Closed for cleaning.

This is not about you lot, it's about Tabbyshero and what she should do about her reps.

If you can offer sensible advice please do so, offer personal information/experience if you choose but PLEASE do not kick off if others comment on the information you share and try not to judge others so quickly without the full story.


EDIT - reopening for now. Please keep this on topic.

Thanks for your understanding of my actions.


----------



## KathyM (Jan 17, 2009)

I absolutely fully agree with your reasoning, that wasn't my point. You never asked if I witheld contact, you just assumed. I don't need to justify my parenting to a stranger but because it was said that I was bitter and denying them their real dad, maybe you would think differently now you know he has run away from contact (that was always open without judgement from me) for 11 years and has a new family. So who has the responsibility towards that relationship? Not me any more - the kids don't want him, if they did I would support it. I've done my bit, he failed to appear and ran away repeatedly to avoid them. So no, I can't tell them "Neil loves you very much and so do I" when they ask (they don't refer to him as dad for obvious reasons). I can only say I love them, Baz loves them and neither of us will or could ever leave them. That's not poisoning, it's honesty, lies are only good for a short time while you see if the absent parent (male or female) stands up to the plate. He didn't and to lie to them would be to continue the hurt. 

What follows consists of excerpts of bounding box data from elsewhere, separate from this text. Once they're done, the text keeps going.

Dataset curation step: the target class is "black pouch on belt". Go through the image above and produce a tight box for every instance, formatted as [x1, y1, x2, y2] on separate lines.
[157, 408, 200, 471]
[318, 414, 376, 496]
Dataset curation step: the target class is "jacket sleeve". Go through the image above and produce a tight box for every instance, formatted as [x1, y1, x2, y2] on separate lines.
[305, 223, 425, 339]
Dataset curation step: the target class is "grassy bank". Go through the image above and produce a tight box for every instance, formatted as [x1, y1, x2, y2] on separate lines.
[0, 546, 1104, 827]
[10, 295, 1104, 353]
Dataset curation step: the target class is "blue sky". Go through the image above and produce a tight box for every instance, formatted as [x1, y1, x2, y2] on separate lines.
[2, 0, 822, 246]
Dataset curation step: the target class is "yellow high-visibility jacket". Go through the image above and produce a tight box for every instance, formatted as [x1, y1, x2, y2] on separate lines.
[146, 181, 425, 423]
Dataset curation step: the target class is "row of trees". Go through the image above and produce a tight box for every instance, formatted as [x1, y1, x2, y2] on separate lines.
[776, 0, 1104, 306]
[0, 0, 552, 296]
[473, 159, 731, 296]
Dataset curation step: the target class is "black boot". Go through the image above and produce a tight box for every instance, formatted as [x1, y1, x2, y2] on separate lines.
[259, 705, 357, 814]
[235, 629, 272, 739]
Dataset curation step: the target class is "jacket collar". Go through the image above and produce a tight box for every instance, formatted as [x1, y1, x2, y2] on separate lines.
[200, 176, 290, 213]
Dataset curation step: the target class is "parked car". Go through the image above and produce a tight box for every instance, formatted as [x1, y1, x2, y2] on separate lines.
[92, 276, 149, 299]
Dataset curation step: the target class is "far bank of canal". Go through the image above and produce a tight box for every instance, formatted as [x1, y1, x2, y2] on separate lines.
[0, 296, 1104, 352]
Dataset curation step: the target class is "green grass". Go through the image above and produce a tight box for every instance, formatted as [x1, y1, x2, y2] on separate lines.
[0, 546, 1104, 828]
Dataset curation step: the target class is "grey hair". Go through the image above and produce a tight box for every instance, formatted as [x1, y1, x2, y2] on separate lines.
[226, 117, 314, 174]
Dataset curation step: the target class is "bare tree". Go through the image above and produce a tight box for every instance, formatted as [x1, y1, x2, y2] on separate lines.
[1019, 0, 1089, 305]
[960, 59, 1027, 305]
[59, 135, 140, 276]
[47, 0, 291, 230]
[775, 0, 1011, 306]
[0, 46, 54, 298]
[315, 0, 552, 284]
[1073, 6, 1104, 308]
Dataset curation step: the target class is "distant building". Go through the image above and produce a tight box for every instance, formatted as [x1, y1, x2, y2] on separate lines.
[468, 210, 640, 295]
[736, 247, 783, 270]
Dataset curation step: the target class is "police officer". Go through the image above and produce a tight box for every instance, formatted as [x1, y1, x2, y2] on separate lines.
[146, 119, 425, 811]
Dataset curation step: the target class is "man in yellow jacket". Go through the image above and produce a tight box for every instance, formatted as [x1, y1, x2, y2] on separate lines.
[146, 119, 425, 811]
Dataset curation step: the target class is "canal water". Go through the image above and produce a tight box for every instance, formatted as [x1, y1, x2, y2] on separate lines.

People always assume that when a dad doesn't have contact and never will, that it's down to the "bitter" mum. That's another thing I don't get. I'm not bitter about him and me (too long ago) but who is anyone to judge me or any of the other mothers in the same situation for being bitter for the kids' pain when they are the ones that had to stay behind and see their pain and heal it (and so was Baz). They simply don't have two dads, they have one that stood up to the plate. So you'll have to forgive me asking you to reword "real". Too right I'm bitter about anyone who could let their kids down like that. Yes kids get pain from breakups initially (and long term if it's dealt with badly - I'm lucky that all of mine feel very much they haven't missed out on anything). Too right it's important to minimise it. But don't assume that it's always some poor bloke being stopped from seeing his kids by some bitter woman, just because they're not sung as heroes to a stranger when the kids are not around and instead someone says it like it is. I know people in the same situation the other way round and I would back the person with the shitty partner every time regardless of my experience. When someone threatens not to pay for or see the kids because they think snakes are more important than their responsibility or even their kids' opinions of that (little pigs have big ears and could've heard these threats), I can pretty much put money on which scenario the OP's going to face though. 

I'm not going to come back to this thread, not in a flounce but because I don't think it's going to do any good - some people have to paint the absent man as the victim because they are or know someone being done over by a "bitter" woman, but to claim a stepdad as "not their real dad" was hurtful (perhaps understandable due to my inflammatory post after dealing with the CSA for 11 years) and while I accept your substitution and explanation, in my situation seeing as it was that which was commented on, the only argument for minimising stress and confusion to my kids now would be for people to acknowledge Baz as their "real dad", as he is to them and not to pass judgement about their "rights" to try and force 3 kids who don't want it access to a man who doesn't want them or love them. If it's about what the kids want, they call Baz dad, Connie was 18 months old when the ex left and Baz is all she's ever known or cared about - she doesn't want my ex husband in the slightest. My older two remember him beating me and them (which I only found out about after the split or he'd have been under the patio). Legally people in our situation should be able to remove parental rights from the absent parent without their permission, but that's another thread and not for me with the wedding coming up.

Edit: Sorry crossposted bothrops. I'm out of the thread, it's ok.